Arc & Co. recently teamed up with Zoopla’s Head of Research - Gráinne Gilmore to co-host a 2-part webinar on the UK property market. Grainne presented recently published research which revealed that demand for housing in England has jumped above pre-lockdown levels, with 60% of potential buyers saying they will push ahead with their plans. Arc & Co. then outlined what is happening in the UK mortgage market from a broker/lender perspective and also, what is happening in the commercial & development lending space.

Watch PART-1 below, which covers:

  • Presentation of Zoopla’s research - led by Grainne Gilmore - Head of Research at Zoopla

  • An overview of the UK Mortgage market - led by Alistair Hargraves - Financial Consultant at Arc & Co.

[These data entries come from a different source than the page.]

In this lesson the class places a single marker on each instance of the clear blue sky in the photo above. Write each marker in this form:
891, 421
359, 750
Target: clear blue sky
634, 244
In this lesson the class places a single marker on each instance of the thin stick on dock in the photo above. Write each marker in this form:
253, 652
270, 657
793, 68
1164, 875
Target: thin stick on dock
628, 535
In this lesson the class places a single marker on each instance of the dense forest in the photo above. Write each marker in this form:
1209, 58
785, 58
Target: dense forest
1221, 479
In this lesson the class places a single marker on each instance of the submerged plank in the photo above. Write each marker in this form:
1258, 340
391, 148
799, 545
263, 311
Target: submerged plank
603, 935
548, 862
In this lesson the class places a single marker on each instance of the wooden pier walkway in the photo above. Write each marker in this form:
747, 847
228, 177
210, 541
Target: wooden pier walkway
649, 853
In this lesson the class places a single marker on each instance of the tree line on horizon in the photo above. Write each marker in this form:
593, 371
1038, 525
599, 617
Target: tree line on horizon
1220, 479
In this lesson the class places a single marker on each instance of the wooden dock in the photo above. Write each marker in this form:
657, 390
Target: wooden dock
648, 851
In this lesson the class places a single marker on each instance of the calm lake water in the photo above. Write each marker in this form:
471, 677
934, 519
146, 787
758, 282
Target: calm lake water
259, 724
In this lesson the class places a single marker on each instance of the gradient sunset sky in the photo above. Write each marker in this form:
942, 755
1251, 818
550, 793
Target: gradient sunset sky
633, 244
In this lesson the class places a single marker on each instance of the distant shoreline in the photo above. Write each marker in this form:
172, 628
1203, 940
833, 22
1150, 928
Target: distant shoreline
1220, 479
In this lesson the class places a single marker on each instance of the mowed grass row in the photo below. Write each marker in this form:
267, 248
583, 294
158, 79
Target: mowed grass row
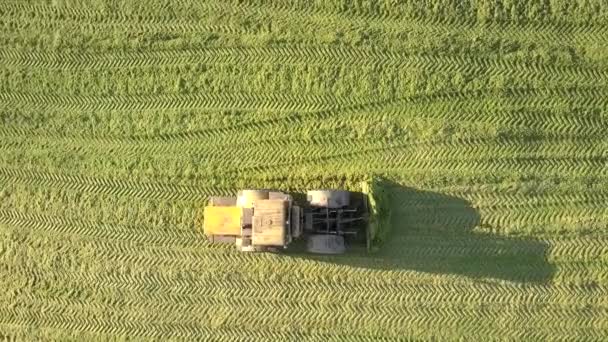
119, 119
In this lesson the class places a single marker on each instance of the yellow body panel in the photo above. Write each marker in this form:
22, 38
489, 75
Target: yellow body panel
222, 220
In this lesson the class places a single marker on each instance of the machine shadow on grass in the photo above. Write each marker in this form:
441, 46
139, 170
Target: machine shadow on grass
434, 233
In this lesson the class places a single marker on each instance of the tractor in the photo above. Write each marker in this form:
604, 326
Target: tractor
263, 220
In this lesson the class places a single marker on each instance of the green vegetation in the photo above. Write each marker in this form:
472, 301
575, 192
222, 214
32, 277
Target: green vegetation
487, 119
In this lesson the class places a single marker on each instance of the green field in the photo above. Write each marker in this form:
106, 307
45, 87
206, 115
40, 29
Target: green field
488, 119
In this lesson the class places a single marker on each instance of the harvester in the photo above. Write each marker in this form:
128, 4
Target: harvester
261, 220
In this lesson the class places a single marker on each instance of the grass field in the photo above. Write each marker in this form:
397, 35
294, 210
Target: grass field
488, 119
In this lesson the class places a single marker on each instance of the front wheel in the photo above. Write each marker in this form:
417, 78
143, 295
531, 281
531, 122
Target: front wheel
325, 244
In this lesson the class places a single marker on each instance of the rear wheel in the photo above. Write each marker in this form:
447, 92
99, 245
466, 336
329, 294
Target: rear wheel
325, 244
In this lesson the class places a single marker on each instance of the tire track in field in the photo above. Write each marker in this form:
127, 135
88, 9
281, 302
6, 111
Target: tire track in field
301, 54
543, 31
141, 257
113, 187
103, 231
450, 154
269, 312
275, 102
582, 97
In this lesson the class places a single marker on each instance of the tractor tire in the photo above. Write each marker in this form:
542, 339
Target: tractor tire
325, 244
332, 199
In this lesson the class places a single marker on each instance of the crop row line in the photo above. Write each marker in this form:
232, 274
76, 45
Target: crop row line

  • An overview of the UK Commercial & Development market - led by Matthew Yassin - Director in the Arc & Co. Structured Finance team

PART-2 is also featured below, which sees us discuss the research and build on some of the trends. We discuss:

  • Pent up demand

  • Which aspects of the UK government support for the economy has shaped the property market outlook for H2 2020

  • With the projections of economic decline, whether people will sell now, if they have the opportunity, but then rent to see how the market goes

  • Whether the London property market recovery is slower due to businesses not been open, or are we seeing a flight to the countryside?

ABOUT ZOOPLA

Zoopla provides users with access to information such as sold house prices, area trends & statistics and current value estimates for domestic properties in the UK. Grainne was previously head of UK residential research at Knight Frank and before that had a successful 11-year career as a journalist for The Times.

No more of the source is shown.